On June 1st, 2014 a group of 91 strangers landed at Chinggis Khaan International Airport. Fresh off the boat, we were in an emotional no-mans land, torn between a deadly mixture of awe and sleep deprivation. A staff member ushered our exhausted bodies through the airport’s narrow double exit doors. Outside we discovered a man-made tunnel formed by unfamiliar faces. Stumbling through the tight passageway, the second years welcomed us with rambunctious high fives, shouting a rhythmic chant of “Welcome to Mongolia”, which increased in volume with each repetition. Exiting the tunnel (for the most part unscathed) we boarded our bus. Letting my legs buckle, I slid into the soft cushion of my seat. As I finally allowed my heavy eyelids to succumb to fatigue, I was vaguely aware of a slight vibration in the air surrounding me, inflected with a sense of nervous anticipation for the year to come.
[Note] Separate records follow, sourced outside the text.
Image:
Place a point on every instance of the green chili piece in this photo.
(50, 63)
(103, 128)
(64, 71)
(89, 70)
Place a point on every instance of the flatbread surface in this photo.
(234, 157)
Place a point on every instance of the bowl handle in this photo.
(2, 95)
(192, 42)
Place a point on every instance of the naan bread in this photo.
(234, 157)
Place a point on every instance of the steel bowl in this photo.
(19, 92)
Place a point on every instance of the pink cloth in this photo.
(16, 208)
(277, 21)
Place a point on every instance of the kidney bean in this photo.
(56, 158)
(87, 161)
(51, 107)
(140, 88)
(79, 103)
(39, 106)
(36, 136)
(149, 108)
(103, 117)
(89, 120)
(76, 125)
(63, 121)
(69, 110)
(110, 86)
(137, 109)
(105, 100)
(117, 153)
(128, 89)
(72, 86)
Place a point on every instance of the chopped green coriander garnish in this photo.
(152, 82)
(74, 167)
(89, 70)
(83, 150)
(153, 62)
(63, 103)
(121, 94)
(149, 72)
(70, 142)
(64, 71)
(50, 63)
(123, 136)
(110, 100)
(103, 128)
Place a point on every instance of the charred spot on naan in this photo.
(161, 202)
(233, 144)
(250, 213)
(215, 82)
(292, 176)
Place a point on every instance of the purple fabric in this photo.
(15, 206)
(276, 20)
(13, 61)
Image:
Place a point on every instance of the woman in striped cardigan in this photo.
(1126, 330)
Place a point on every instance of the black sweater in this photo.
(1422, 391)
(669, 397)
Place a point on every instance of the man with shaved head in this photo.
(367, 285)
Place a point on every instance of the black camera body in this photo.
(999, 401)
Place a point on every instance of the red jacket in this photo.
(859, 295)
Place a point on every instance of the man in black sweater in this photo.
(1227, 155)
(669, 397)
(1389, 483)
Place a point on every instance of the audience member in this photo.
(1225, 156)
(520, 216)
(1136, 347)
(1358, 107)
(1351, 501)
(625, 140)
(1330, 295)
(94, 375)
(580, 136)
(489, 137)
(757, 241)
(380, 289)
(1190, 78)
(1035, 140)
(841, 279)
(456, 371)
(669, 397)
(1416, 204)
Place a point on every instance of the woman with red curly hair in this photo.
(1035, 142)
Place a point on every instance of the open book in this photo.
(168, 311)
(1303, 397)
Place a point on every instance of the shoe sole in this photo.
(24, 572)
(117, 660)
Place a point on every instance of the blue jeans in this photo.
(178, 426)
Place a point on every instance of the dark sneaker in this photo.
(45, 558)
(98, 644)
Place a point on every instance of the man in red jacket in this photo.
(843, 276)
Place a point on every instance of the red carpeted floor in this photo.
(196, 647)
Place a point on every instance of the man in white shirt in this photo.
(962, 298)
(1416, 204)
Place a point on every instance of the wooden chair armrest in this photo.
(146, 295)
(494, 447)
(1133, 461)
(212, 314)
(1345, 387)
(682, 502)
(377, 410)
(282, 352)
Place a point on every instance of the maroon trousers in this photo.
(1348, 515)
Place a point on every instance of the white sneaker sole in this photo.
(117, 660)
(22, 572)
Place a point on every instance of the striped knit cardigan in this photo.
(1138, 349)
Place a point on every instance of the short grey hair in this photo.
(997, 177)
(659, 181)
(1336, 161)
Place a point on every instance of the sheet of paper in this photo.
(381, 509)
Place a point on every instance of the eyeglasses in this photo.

Tomorrow, the 76 remaining M25s will advance into our second year as Peace Corps volunteers in Mongolia. We will become the older siblings who, after surviving one school year and winter apiece, are assumed to be knowledgeable creatures chalk full of wisdom and warnings. Now, notice my word choice. Assumed. I say this as my mind does not particularly feel to be all that wise. In fact, the more time I spend in this country the more questions arise. So, when the newbie volunteers who just today took their own initial steps onto Mongolian soil ask me for advice, I will try my best to answer by drawing on my year’s experience. But in truth, all that I care about is passing on the only concept that I know to be true, which a fellow PCV has so eloquently captured in the following words:
“In the end you will get to where you need to be. Will you get there on time? Probably not.”